Tsinghua University issued a document saying that recently, Professor Xiong Zhuo’s team from the Department of Mechanical Engineering of Tsinghua University proposed a new DNA data storage system based on engineered living storage microspheres, providing a new solution for large-scale data storage. According to reports,This kind of living storage microsphere carries colorful fluorescent labels and is vividly called "bacterial colorful bead hard drive".

Traditional DNA storage methods face challenges such as low data retrieval efficiency, high storage costs, and insufficient data stability.
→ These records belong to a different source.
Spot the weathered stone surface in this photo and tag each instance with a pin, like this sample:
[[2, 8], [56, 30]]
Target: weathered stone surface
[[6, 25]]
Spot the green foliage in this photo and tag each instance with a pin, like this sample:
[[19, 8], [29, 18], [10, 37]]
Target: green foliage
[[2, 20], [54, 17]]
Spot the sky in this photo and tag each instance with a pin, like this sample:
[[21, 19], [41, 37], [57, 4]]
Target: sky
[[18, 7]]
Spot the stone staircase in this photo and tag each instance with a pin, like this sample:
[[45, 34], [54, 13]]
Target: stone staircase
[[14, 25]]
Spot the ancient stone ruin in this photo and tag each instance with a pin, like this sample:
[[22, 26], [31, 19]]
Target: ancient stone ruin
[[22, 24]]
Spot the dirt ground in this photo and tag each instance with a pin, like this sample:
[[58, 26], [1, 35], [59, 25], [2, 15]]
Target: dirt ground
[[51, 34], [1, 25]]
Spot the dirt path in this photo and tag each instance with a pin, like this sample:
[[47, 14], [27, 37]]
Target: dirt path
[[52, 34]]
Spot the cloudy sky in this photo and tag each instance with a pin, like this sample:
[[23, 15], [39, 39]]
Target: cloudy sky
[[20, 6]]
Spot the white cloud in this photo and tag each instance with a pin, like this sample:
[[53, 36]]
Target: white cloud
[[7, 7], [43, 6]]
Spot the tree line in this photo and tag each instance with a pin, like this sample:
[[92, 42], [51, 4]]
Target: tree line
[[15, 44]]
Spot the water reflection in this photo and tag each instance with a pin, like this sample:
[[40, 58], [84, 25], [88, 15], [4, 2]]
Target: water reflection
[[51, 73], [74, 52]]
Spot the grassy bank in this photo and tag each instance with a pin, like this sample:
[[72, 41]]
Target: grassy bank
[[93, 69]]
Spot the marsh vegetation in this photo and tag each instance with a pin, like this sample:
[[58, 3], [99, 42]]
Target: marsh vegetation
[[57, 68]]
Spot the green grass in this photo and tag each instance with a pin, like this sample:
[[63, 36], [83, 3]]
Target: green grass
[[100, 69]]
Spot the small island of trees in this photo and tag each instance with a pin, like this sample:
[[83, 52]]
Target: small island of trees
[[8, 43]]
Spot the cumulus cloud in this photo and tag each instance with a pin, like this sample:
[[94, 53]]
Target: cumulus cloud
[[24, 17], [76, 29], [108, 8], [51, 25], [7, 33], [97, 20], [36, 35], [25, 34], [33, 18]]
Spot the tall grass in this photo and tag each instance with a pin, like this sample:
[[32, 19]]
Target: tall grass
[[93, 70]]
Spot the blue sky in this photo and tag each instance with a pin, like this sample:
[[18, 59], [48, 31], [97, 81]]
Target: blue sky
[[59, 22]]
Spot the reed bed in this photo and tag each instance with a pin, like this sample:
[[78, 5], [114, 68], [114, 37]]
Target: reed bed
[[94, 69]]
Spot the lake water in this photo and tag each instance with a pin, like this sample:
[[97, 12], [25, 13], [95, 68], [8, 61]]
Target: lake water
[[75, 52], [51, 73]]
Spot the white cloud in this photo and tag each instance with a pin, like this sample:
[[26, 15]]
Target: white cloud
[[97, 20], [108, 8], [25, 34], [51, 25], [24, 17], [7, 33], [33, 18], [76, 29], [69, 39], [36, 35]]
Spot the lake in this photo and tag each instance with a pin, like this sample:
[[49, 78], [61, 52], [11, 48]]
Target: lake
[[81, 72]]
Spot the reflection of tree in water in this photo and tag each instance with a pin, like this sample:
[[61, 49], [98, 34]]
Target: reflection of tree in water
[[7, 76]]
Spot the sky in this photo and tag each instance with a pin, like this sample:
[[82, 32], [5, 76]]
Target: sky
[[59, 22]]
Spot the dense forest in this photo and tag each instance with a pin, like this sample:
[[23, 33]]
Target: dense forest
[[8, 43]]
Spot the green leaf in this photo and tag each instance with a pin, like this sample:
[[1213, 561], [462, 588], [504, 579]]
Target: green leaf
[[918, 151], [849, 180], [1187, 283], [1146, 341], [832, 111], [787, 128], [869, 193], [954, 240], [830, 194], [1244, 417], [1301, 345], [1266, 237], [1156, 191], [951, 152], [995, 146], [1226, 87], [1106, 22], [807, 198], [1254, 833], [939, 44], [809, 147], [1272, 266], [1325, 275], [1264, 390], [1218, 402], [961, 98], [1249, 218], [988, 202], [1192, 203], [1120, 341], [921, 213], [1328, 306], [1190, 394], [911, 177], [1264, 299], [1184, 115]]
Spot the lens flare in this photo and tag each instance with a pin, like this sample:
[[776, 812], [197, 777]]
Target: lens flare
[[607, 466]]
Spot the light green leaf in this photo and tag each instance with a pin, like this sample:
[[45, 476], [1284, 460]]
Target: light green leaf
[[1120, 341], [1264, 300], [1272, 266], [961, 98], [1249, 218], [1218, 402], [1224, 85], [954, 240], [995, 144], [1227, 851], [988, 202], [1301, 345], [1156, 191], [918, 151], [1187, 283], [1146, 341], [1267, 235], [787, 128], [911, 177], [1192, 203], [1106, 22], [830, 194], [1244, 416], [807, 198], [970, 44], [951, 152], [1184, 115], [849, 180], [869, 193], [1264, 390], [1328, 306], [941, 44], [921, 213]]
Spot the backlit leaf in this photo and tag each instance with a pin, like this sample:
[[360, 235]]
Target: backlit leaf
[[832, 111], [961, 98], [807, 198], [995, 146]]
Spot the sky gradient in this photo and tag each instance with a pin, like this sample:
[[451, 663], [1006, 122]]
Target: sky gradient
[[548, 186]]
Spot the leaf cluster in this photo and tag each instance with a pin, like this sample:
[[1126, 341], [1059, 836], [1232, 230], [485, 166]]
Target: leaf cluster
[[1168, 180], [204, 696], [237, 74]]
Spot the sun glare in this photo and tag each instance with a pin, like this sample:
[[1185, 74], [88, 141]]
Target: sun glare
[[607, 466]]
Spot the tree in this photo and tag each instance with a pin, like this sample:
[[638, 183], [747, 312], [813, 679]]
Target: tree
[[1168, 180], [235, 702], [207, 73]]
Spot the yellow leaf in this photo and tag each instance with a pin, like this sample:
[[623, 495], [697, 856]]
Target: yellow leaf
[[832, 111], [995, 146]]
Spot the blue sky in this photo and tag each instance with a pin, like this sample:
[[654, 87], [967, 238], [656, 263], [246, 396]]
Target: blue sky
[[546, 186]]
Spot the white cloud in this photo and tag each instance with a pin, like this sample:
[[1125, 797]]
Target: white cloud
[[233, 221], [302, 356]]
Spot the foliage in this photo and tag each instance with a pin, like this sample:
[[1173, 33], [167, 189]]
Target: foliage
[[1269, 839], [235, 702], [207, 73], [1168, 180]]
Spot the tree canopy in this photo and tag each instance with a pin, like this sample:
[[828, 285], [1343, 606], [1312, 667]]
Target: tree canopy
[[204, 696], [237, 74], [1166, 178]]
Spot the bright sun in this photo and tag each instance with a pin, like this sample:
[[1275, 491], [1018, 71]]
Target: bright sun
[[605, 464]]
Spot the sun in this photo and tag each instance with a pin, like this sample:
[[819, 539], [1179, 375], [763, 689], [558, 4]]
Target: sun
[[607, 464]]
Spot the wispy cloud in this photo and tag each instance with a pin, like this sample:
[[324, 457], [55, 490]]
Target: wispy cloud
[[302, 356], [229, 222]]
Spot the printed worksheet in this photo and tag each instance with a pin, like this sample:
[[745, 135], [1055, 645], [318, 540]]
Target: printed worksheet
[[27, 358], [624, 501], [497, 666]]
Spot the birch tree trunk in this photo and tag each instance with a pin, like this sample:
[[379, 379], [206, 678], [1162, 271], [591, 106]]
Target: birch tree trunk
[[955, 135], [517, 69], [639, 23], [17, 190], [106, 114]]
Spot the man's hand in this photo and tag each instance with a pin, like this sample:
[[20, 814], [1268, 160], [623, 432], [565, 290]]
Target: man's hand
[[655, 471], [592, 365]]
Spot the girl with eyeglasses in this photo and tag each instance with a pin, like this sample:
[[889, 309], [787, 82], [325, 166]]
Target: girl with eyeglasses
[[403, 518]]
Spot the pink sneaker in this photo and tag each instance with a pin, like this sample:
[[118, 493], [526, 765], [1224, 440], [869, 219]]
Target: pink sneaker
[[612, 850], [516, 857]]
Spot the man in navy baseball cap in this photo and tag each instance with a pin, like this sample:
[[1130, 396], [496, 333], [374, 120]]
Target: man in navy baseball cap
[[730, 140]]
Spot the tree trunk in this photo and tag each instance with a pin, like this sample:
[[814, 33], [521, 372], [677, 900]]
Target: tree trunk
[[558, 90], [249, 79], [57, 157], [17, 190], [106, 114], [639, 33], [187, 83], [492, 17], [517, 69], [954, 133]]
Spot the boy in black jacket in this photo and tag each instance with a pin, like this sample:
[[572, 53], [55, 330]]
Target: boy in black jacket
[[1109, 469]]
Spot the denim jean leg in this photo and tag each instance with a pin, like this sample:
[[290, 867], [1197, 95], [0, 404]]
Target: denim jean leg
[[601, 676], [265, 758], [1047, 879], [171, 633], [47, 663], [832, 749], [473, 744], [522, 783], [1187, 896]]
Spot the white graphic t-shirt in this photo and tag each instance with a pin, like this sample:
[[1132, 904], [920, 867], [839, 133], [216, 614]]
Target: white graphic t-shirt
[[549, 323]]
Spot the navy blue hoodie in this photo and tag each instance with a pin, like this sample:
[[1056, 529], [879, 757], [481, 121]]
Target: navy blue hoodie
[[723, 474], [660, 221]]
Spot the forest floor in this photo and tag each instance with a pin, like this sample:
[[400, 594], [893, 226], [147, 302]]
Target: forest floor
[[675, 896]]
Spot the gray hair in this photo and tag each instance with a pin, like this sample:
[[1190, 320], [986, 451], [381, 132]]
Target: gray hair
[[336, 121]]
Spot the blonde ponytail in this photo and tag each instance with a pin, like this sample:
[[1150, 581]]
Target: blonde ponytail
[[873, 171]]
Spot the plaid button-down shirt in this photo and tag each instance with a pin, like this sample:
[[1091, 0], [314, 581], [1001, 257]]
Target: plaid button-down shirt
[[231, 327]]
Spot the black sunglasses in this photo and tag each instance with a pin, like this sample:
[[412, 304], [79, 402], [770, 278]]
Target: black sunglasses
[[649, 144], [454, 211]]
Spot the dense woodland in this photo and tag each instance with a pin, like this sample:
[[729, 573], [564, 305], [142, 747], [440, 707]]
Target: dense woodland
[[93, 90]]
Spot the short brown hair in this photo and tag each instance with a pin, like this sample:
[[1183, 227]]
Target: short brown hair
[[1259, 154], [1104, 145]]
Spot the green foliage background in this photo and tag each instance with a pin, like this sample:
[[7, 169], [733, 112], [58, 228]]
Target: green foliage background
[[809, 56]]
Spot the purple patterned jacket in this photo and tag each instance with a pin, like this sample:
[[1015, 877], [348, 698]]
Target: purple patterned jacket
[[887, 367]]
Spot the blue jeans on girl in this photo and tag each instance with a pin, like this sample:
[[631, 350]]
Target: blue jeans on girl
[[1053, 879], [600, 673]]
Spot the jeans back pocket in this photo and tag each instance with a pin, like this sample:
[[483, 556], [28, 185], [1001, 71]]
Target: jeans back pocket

The bacterial colored bead hard drive uses fluorescence produced by bacteria as a marker to achieve rapid retrieval and classification of data, with a theoretical retrieval speed of up to 196.72MB/s.

The system is expected to store approximately 260,700 petabytes of information, or 260 million terabytes, in the volume of an ordinary home refrigerator (1.5 cubic meters).

As of public data in November 2022, the number of Baidu Netdisk users has reached 800 million, and the total amount of data stored exceeds 100 billion GB, which is about 100 million TB. This means that the Bacteria Caizhu hard drive, which is less than half the size of a refrigerator, can store all the data on Baidu Netdisk.

This research breaks through the technical bottleneck of existing DNA storage and is expected to promote the application of DNA storage technology and provide efficient, stable and sustainable solutions for large-scale data storage in the future.Relevant research results were published in Advanced Materials.

Data show that DNA storage technology is an innovative data storage method that uses synthetic deoxyribonucleic acid (DNA) as a medium to store information.

DNA storage technology is based on the double helix structure of the DNA molecule, using its four bases (A, T, C, G) to encode information. Each base can represent a binary bit (bit), for example, A and C can represent 0, G and T can represent 1, or other encoding schemes can be used. Through specific algorithms, digital information can be converted into DNA sequences.